As Yoshi's Island (1995) explains, Mario and Luigi were in fact born (and spent their formative years, if Yoshi's Island DS (2006) is to be believed) in the Mushroom World. Despite being born into a dimension where battleships the size of entire levels exist, and people can travel from one galaxy to another simply by jumping into a floating star and shouting 'woo-hoo', that world's equivalent of the NHS suffered from budget cuts just as much our own, and as such the nappy-clad pasta-gobblers were delivered to their parents via the medium of Stork.
As ever, this journey did not pass without incident. Kamek, a standard-issue Magikoopa with ideas above his station, recognised the Bros as two of the seven 'Star Children' and tried to kidnap them. He managed to nab Luigi but Mario plummeted to the ground, where he was intercepted by a passing Yoshi. (Not, as is a common misconception, the Yoshi - he emerges from his eggy confines at the end of the DS adventure, which means that the star of the SNES original has been retconned into 'just some dino dude'.) After a fashion, the Stork was reunited with his package and he resumed his journey.

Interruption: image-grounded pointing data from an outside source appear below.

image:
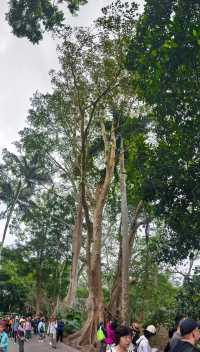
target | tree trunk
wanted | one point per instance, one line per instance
(114, 307)
(9, 216)
(76, 246)
(38, 302)
(87, 336)
(125, 239)
(115, 301)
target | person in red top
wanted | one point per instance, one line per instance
(190, 335)
(111, 333)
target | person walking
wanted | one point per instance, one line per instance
(3, 339)
(142, 343)
(41, 329)
(21, 335)
(15, 328)
(28, 329)
(60, 330)
(190, 335)
(52, 331)
(123, 340)
(110, 333)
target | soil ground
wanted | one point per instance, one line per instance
(36, 346)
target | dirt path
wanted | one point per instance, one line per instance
(36, 346)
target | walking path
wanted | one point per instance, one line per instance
(35, 346)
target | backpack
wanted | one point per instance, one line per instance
(42, 329)
(100, 335)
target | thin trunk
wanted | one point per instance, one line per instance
(76, 246)
(38, 303)
(114, 307)
(10, 216)
(125, 239)
(87, 336)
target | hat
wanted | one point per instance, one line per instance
(187, 326)
(151, 329)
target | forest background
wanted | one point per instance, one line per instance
(102, 193)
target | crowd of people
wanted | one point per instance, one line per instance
(113, 338)
(21, 330)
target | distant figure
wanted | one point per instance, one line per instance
(28, 328)
(41, 329)
(110, 333)
(176, 335)
(21, 335)
(3, 339)
(123, 339)
(135, 332)
(143, 342)
(101, 336)
(60, 330)
(15, 328)
(190, 335)
(51, 331)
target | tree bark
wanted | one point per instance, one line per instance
(125, 239)
(9, 216)
(76, 246)
(114, 307)
(87, 336)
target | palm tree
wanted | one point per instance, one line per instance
(19, 176)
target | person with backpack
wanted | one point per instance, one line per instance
(21, 335)
(101, 335)
(41, 329)
(3, 339)
(142, 344)
(190, 336)
(60, 330)
(51, 331)
(123, 340)
(15, 328)
(110, 333)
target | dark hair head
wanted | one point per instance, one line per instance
(148, 334)
(113, 324)
(122, 331)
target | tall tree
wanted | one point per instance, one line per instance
(31, 19)
(165, 52)
(19, 177)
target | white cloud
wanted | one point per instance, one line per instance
(24, 69)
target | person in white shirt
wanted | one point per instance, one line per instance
(143, 342)
(123, 340)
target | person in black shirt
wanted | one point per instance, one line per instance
(190, 335)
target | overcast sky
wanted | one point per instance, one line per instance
(24, 69)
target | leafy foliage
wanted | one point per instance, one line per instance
(31, 19)
(165, 55)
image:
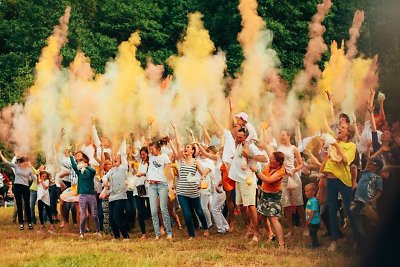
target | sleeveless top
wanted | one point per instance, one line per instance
(288, 151)
(184, 187)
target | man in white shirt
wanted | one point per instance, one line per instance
(246, 181)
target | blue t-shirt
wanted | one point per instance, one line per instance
(368, 185)
(312, 205)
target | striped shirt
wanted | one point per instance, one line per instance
(184, 187)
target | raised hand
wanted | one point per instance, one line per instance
(265, 125)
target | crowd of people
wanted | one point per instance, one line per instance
(336, 177)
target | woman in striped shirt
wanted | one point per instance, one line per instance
(187, 188)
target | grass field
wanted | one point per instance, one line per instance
(30, 248)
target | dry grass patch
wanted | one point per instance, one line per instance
(29, 248)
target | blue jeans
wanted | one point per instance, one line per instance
(85, 201)
(32, 204)
(186, 204)
(117, 218)
(141, 212)
(161, 190)
(100, 212)
(53, 192)
(334, 186)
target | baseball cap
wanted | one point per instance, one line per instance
(377, 162)
(243, 116)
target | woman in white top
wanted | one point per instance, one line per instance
(23, 174)
(292, 197)
(142, 180)
(159, 167)
(187, 188)
(218, 196)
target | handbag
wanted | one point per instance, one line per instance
(292, 184)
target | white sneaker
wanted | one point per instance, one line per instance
(332, 246)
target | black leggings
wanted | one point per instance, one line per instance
(41, 207)
(22, 192)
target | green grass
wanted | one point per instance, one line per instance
(30, 248)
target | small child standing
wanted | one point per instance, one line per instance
(312, 213)
(369, 189)
(43, 199)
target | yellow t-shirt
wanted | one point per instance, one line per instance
(339, 169)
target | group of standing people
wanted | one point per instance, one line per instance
(263, 178)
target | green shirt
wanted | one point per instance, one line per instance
(85, 179)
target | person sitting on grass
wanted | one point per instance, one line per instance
(312, 213)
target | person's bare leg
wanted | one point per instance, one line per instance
(173, 214)
(267, 225)
(231, 210)
(302, 214)
(253, 218)
(278, 229)
(64, 220)
(289, 219)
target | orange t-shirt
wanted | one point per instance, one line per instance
(275, 186)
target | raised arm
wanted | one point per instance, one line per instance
(332, 111)
(267, 139)
(203, 172)
(381, 99)
(178, 143)
(95, 136)
(192, 137)
(3, 158)
(273, 178)
(356, 132)
(231, 119)
(73, 164)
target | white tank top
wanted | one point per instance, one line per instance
(288, 151)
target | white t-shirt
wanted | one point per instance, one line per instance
(252, 132)
(236, 172)
(156, 167)
(365, 137)
(43, 194)
(229, 147)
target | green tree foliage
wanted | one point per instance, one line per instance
(98, 26)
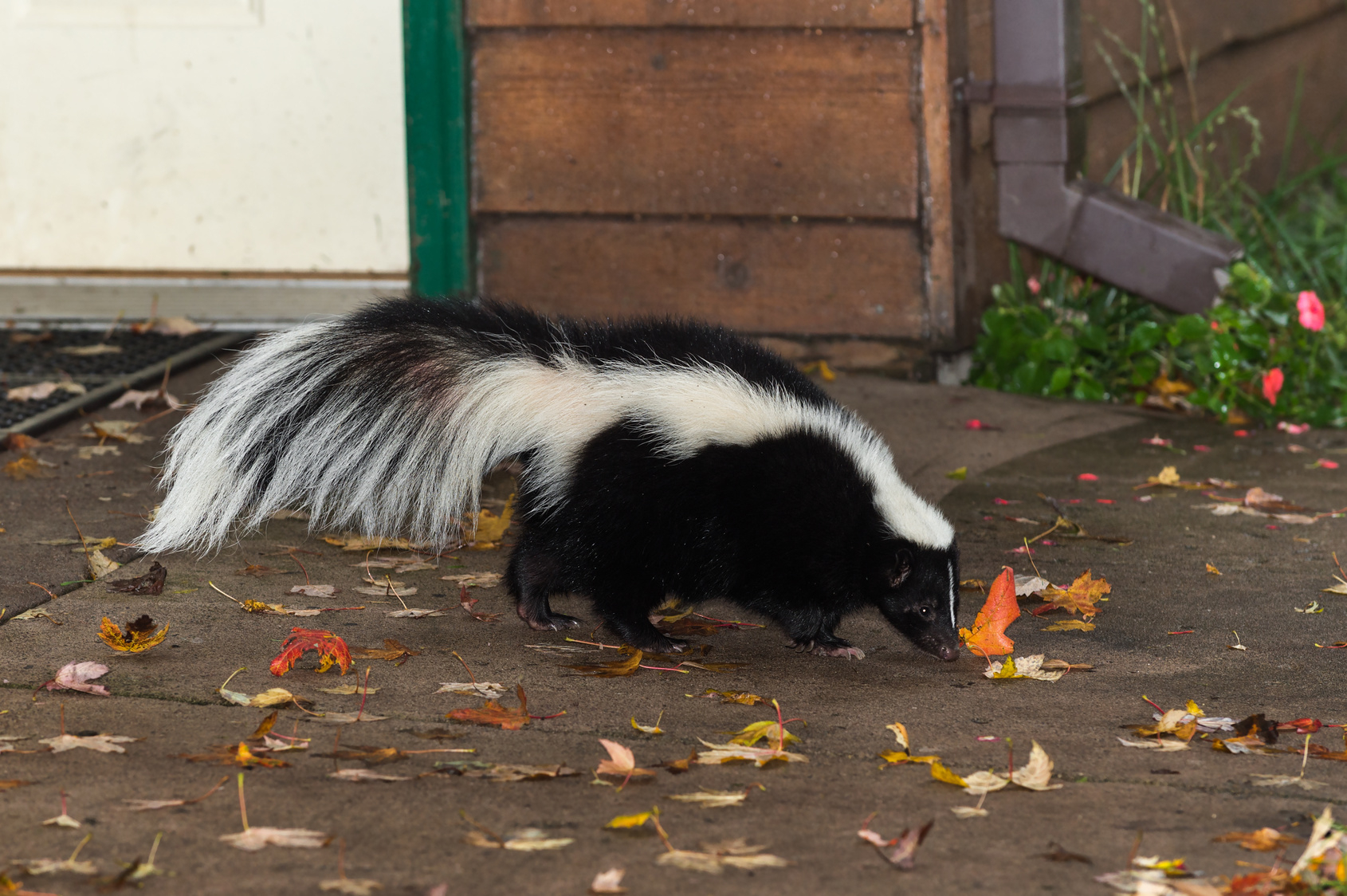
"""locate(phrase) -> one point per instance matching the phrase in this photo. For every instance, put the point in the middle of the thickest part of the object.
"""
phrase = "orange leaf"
(1081, 595)
(493, 713)
(330, 648)
(989, 631)
(139, 635)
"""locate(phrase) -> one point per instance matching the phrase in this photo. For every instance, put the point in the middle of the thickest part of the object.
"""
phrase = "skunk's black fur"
(659, 458)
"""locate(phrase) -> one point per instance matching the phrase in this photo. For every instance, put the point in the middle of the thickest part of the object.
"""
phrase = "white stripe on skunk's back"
(411, 460)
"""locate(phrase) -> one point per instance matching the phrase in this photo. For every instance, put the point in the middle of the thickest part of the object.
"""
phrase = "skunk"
(659, 458)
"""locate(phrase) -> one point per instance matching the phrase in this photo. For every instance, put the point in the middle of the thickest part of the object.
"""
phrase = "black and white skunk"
(659, 458)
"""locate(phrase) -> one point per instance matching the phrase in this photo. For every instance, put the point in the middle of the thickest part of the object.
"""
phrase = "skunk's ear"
(900, 569)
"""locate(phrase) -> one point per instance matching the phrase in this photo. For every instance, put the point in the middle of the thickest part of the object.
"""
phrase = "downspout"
(1039, 142)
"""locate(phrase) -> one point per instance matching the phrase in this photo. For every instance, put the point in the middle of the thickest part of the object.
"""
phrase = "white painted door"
(202, 135)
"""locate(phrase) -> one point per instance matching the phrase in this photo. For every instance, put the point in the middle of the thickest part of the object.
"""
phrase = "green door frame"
(435, 84)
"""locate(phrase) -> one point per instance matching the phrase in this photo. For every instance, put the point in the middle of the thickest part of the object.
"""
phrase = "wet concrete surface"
(410, 835)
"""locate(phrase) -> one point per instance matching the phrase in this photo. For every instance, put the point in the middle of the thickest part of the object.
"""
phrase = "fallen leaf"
(721, 753)
(138, 635)
(505, 771)
(901, 851)
(734, 853)
(392, 651)
(714, 798)
(528, 839)
(493, 713)
(151, 583)
(988, 636)
(29, 466)
(230, 755)
(474, 580)
(648, 729)
(1070, 626)
(1264, 839)
(626, 822)
(256, 839)
(77, 677)
(1023, 667)
(609, 882)
(620, 763)
(491, 690)
(1079, 595)
(365, 775)
(615, 669)
(384, 591)
(138, 399)
(314, 591)
(97, 743)
(351, 886)
(39, 391)
(1157, 744)
(332, 650)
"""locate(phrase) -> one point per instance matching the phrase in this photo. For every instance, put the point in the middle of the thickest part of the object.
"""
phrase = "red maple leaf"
(989, 631)
(493, 713)
(330, 648)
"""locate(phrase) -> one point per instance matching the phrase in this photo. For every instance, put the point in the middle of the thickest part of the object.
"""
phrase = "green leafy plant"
(1273, 348)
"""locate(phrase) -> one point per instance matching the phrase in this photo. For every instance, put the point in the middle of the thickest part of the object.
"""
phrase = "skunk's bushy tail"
(387, 421)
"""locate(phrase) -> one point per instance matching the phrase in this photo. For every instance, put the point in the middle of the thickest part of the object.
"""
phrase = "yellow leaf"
(1070, 626)
(943, 774)
(139, 635)
(630, 821)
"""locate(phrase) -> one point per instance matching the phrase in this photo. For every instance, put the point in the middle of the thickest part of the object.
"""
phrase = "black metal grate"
(25, 363)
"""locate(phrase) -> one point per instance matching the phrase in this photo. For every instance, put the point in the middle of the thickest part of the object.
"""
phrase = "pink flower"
(1273, 380)
(1311, 310)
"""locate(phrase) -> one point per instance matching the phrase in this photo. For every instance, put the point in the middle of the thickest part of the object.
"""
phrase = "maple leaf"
(139, 635)
(365, 775)
(493, 713)
(332, 650)
(714, 798)
(151, 583)
(988, 636)
(760, 756)
(29, 466)
(901, 851)
(150, 804)
(1023, 667)
(733, 697)
(1264, 839)
(505, 771)
(621, 763)
(392, 651)
(1079, 595)
(228, 755)
(97, 743)
(77, 677)
(615, 669)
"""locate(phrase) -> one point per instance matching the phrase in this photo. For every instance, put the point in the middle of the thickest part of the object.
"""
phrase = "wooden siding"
(679, 121)
(763, 277)
(717, 14)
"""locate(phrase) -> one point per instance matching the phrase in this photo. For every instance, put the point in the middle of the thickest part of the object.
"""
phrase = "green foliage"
(1064, 335)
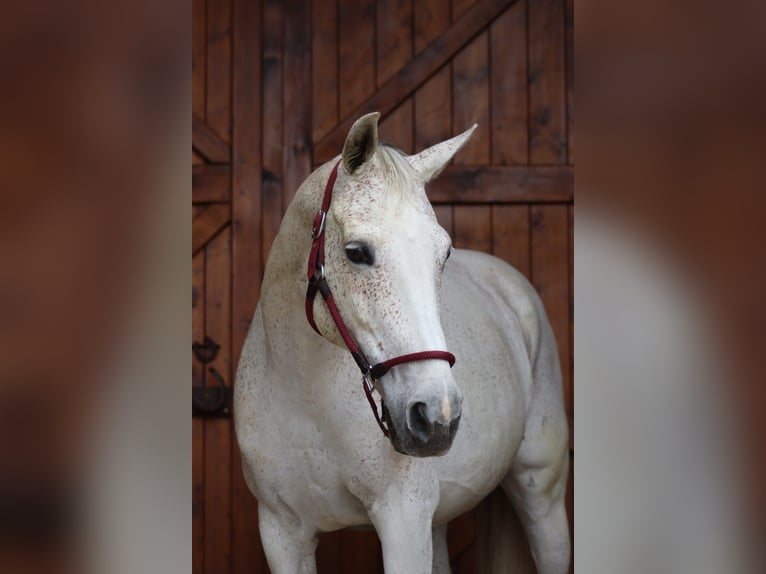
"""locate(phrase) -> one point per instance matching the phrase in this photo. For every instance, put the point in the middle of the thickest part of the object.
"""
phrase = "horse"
(361, 264)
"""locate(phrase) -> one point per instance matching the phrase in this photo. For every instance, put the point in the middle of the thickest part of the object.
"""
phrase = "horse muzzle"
(428, 428)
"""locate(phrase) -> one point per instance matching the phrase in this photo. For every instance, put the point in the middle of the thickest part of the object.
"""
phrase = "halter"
(318, 282)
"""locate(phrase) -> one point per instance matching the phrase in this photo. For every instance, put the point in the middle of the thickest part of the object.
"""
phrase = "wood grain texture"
(394, 37)
(207, 143)
(547, 92)
(470, 100)
(357, 54)
(430, 19)
(272, 180)
(433, 110)
(247, 553)
(329, 551)
(360, 552)
(460, 7)
(550, 276)
(510, 235)
(472, 225)
(207, 224)
(285, 92)
(397, 130)
(518, 184)
(569, 47)
(296, 153)
(199, 57)
(217, 431)
(508, 47)
(570, 366)
(324, 67)
(394, 50)
(211, 183)
(417, 71)
(218, 99)
(198, 425)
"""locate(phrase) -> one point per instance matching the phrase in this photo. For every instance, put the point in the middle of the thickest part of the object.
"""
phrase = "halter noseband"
(318, 282)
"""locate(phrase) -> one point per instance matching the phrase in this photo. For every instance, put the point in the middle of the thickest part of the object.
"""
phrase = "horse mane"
(397, 169)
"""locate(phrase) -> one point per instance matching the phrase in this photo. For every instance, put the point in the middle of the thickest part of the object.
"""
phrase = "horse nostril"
(418, 423)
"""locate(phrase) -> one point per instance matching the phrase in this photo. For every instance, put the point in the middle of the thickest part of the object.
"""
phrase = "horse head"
(384, 254)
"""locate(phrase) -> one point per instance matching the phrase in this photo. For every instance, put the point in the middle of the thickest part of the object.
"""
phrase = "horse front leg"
(289, 545)
(404, 523)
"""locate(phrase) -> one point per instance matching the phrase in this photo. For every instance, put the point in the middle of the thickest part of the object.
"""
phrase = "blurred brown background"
(275, 86)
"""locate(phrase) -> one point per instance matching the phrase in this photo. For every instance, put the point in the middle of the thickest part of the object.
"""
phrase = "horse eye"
(360, 253)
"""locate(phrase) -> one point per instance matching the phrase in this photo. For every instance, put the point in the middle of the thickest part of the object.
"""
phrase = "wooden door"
(276, 86)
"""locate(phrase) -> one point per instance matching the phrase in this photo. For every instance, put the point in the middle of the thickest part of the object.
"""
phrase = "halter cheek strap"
(318, 283)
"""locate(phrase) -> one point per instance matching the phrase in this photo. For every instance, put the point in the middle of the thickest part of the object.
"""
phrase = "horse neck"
(284, 282)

Brilliantly, the butter-feathered Stork dropped his prize again (Yoshi's Touch & Go, 2004), but Not-Yoshi was on hand to save the day again.
Safely delivered, the Bros stayed in the Mushroom Realm for several years, even meeting their future selves during the Attack of the Shroobs (Partners In Time, 2005), before the family moved to New York. Mario's short time on Earth was relatively uneventful - if you can describe 'owning a circus, having your star attraction ape kidnap your girlfriend, recapturing him and then locking him up in a nearby jungle' as 'uneventful' - before duty called and Mario found himself back in the world of the bipedal turtles.
One World is Not Enough
No game has ever tried to explain how Mario manages to travel freely between the two worlds, as he does frequently. His most recent foray into our world came in 2005, when he got the itch to play basketball against Shaq and some bloke from the Beastie Boys (NBA Street V3). Common sense tells us that the answer must be some kind of warp pipe, but then again, common sense is what tells you Glade Plug-Ins will be super-yummy.
Since then, Mario has largely stayed by Peach's side, protecting her from a multitude of Koopa-nappings. He occasionally ventures off to aid other kingdoms such as Daisy's Sarasaland (Super Mario Land, 1990) and Subcon, the Land of Dreams (Super Mario Bros 2, 1986), but the looming presence of Bowser means he's rarely away for long. Occasionally, he goes on holidays with his beloved, but they often go horribly wrong, usually because he takes his work with him (Super Mario World, 1990) or because he gets leathered and ends up with a criminal record (Super Mario Sunshine, 2002).
When asked why he devotes his life to protecting Peach, Mario once replied: "I don't do it because I love her; I do it because I really enjoy crushing turtles with my rear end." Actually, that's a lie. We've never heard him say that. But it's possible that he did.